Aduol has this interesting theory that human beings rarely listen to persuasion to change their positions. They never see the biblical light voluntarily unless they are threatened with fire! According to him, that was the reason the pioneer missionaries to Africa resorted to promising burning hell to non- believers in Christ after preaching heaven for decades without much response from heathens. The moment they heard of eternal hell for non-believers, they trooped to churches in droves!
For Kimunya to have resigned, someone must have put the heat under the feet of Amos Kimunya at Treasury Building to make him take to his heels. All the noises from parliament could not have moved brother Amos. They could not have pricked his conscience.
Amos Kimunya could not have resigned from government just because he was alleged to have stolen. He comes from a generation of Kenyans who have grown up to worship thieves that have over the decades plundered Kenya’s national resources.
He was definitely born about the same time Jomo Kenyatta was about to assume the leadership of this country and at the time Kenyatta died, Amos Kimunya had identified his role models.
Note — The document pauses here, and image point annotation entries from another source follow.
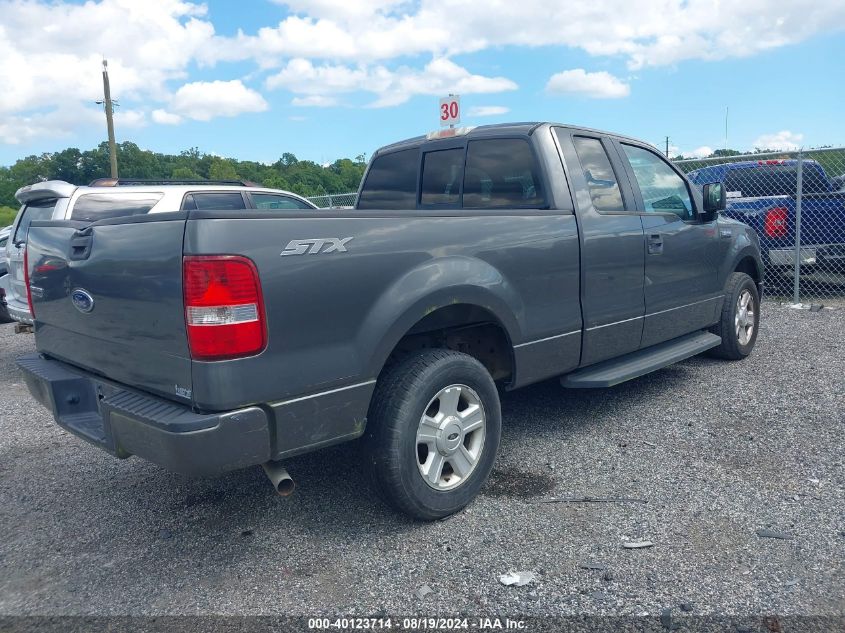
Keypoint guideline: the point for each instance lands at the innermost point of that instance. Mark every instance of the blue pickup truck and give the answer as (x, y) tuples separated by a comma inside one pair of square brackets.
[(762, 194)]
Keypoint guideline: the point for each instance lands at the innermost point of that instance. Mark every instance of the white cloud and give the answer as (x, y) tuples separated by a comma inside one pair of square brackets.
[(129, 118), (321, 83), (50, 51), (204, 100), (784, 141), (166, 118), (700, 152), (600, 85), (644, 32), (488, 110), (56, 123), (314, 101)]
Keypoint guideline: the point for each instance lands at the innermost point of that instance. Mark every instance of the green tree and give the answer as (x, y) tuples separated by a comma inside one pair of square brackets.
[(222, 169)]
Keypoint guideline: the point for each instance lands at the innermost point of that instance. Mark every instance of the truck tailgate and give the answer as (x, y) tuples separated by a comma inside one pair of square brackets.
[(108, 298)]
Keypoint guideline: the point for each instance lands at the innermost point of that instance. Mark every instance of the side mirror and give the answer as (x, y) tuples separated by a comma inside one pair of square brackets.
[(715, 198)]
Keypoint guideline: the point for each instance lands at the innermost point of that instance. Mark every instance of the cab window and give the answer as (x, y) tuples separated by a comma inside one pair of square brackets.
[(391, 182), (99, 206), (270, 201), (501, 173), (598, 172), (442, 174), (662, 189), (214, 201)]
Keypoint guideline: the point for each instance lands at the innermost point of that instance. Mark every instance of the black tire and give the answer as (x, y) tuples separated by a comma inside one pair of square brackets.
[(402, 395), (731, 347)]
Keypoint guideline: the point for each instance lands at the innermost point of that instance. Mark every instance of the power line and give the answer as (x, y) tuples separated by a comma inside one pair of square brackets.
[(109, 107)]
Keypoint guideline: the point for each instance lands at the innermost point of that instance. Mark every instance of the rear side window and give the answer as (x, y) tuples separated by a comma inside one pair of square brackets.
[(501, 173), (442, 173), (391, 182), (276, 201), (34, 211), (214, 201), (663, 190), (598, 172), (99, 206)]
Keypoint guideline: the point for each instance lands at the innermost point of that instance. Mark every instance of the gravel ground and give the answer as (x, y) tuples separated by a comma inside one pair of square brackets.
[(719, 450)]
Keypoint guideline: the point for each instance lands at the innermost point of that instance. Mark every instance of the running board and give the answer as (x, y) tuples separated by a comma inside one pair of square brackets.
[(617, 370)]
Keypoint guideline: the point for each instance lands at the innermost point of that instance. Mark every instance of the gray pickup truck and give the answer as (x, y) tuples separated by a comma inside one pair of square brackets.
[(476, 260)]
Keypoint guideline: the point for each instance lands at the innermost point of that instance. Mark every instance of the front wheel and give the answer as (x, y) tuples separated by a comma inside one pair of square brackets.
[(740, 319), (433, 430)]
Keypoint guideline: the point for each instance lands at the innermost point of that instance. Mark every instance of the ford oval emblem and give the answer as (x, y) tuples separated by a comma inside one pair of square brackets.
[(82, 300)]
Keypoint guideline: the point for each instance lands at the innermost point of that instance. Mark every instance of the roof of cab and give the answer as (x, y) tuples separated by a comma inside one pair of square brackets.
[(526, 128)]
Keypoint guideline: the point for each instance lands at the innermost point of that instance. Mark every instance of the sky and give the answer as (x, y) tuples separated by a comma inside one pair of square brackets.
[(326, 79)]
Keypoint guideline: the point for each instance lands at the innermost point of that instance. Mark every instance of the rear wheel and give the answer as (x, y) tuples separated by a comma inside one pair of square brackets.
[(432, 432), (740, 319)]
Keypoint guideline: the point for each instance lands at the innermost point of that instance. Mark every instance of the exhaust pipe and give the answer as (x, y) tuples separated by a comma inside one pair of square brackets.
[(279, 477)]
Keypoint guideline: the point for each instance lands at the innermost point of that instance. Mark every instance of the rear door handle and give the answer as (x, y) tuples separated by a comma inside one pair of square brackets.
[(655, 244)]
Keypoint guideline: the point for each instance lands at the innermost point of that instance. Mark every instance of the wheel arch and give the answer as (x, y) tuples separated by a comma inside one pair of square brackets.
[(442, 296)]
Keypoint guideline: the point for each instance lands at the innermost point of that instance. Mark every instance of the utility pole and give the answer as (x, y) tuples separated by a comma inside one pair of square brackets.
[(107, 102)]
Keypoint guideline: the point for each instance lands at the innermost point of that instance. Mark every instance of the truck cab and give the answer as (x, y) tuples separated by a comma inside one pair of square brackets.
[(475, 261)]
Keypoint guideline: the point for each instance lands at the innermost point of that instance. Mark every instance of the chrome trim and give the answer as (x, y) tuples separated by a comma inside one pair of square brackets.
[(686, 305), (548, 338), (322, 393), (598, 327), (650, 314)]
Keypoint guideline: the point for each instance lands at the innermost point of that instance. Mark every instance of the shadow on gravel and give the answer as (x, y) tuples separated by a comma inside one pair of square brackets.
[(517, 484)]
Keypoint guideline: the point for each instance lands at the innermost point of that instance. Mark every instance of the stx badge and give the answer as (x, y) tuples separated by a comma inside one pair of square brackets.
[(314, 246)]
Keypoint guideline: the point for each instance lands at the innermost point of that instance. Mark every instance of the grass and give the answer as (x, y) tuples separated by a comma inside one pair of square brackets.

They were the President’s men who went to the government in rags and left in opulence. These were the men who ran banks and state corporations but either turned them into personal property or plundered them to the bones. They were the president’s men.
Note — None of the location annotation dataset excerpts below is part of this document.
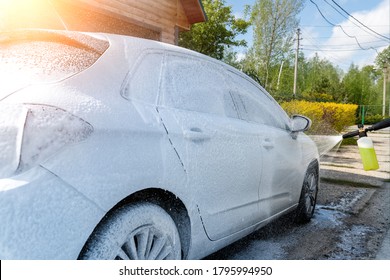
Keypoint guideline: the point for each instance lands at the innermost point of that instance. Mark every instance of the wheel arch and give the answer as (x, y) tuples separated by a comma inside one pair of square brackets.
[(167, 201)]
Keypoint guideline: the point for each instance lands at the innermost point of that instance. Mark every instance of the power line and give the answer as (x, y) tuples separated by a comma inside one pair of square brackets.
[(387, 38), (337, 60), (358, 26), (337, 25)]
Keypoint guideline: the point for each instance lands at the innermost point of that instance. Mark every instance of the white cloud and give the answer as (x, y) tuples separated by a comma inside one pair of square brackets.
[(347, 49)]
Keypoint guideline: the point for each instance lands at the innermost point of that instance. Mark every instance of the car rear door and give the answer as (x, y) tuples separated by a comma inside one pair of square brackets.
[(217, 151)]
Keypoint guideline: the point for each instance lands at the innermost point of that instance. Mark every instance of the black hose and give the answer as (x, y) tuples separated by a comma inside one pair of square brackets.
[(351, 134), (380, 125)]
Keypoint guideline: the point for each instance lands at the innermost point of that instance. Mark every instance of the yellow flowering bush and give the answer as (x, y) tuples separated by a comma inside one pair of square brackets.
[(327, 117)]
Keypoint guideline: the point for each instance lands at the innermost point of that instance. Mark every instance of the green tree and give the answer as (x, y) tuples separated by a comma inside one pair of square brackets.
[(274, 23), (383, 58), (321, 81), (218, 33)]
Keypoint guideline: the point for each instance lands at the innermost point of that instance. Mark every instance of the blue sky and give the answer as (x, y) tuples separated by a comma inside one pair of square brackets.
[(318, 36)]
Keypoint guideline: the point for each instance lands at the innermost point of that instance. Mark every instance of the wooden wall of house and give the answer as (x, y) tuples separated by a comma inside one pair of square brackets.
[(159, 20)]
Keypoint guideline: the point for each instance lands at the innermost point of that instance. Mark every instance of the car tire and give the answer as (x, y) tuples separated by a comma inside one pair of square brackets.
[(308, 197), (136, 232)]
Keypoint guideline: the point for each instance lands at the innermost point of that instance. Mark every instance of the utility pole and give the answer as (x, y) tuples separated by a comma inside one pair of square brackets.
[(296, 64), (384, 91)]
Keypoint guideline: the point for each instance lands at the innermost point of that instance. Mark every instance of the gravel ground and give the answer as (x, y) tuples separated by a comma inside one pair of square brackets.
[(350, 222)]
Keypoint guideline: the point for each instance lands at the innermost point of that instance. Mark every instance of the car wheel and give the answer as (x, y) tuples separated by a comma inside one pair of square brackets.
[(308, 198), (142, 231)]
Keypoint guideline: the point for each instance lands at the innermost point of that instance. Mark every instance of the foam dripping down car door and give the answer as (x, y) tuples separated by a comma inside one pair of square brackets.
[(202, 123), (280, 153)]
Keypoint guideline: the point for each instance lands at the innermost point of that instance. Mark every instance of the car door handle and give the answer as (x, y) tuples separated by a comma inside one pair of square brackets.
[(196, 135), (268, 144)]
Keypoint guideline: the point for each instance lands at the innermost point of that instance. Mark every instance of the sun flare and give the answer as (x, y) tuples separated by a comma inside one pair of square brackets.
[(16, 14)]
This is the generation that is now lauded to own old money. It is the generation that grabbed tracks and tracks of land in the Rift Valley under the guise of land buying companies. It is the generation that the Amos Kimunya group must play catch-up with at this moment in Kenya’s tumultuous political history.
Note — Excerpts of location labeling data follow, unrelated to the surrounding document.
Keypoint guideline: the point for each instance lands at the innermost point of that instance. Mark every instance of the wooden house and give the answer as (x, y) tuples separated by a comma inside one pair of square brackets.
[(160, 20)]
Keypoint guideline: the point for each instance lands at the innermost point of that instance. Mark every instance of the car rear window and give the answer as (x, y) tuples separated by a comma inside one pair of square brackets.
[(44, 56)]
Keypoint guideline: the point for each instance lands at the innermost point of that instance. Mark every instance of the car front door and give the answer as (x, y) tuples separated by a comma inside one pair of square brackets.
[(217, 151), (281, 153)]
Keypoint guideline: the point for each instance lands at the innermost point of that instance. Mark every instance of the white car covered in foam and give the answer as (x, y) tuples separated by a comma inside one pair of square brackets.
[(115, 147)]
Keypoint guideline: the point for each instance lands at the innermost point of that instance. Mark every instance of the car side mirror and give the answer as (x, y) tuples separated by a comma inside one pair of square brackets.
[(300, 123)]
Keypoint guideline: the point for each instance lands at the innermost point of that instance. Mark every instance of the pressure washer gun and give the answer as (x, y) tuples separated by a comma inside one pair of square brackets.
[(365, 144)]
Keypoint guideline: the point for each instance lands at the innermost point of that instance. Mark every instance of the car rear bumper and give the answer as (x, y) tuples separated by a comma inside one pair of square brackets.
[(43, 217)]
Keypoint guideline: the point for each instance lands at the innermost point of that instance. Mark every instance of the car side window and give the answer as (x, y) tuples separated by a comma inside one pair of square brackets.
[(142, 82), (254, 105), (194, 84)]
Kimunya must have remembered when Kenyatta went to Bildad Kaggia’s constituency in 1966 and insulted the old man for being poor while his colleagues in government were getting wealthier by the day.
With this memory in mind, Amos Kimunya could not fathom being in the President’s inner circle and leave the scene a pauper! He must surely have been terrified of returning to Kipipiri a poor man. For how would he face his wife, children and constituents who expected him to grab something from the big government office? They would probably think he was an idiot to have come home empty-handed.
The reason Amos Kimunya could not have resigned earlier was due to the nature of our system. In Kenya, the President is more powerful than Parliament and the Judiciary combined. The president appoints the Chief Justice, the Army Chief of Staff, the Governor of the Central Bank, the Head of Intelligence, the Attorney General and the cabinet. This was the reason Amos Kimunya went to State House the day he was mauled in Parliament. He must have been told to stay put until the appointing authority decided his fate. That was the reason the cabinet meeting was postponed without any plausible excuse from State House.
Because of this enormous power vested in the President, Parliament could make all the noise it liked but if the President didn’t act, nothing would have come out of all votes of no confidence passed in that house. It is in Kenya where politicians crave and lobby to be appointed to public offices but once they are there, they convert those positions in to their personal fiefdoms. For how else can anyone claim not resign from office even on pain of death unless he enjoys unforeseen powers from a higher authority?
Now that the higher authority has put the heat on; brother Amos is gone!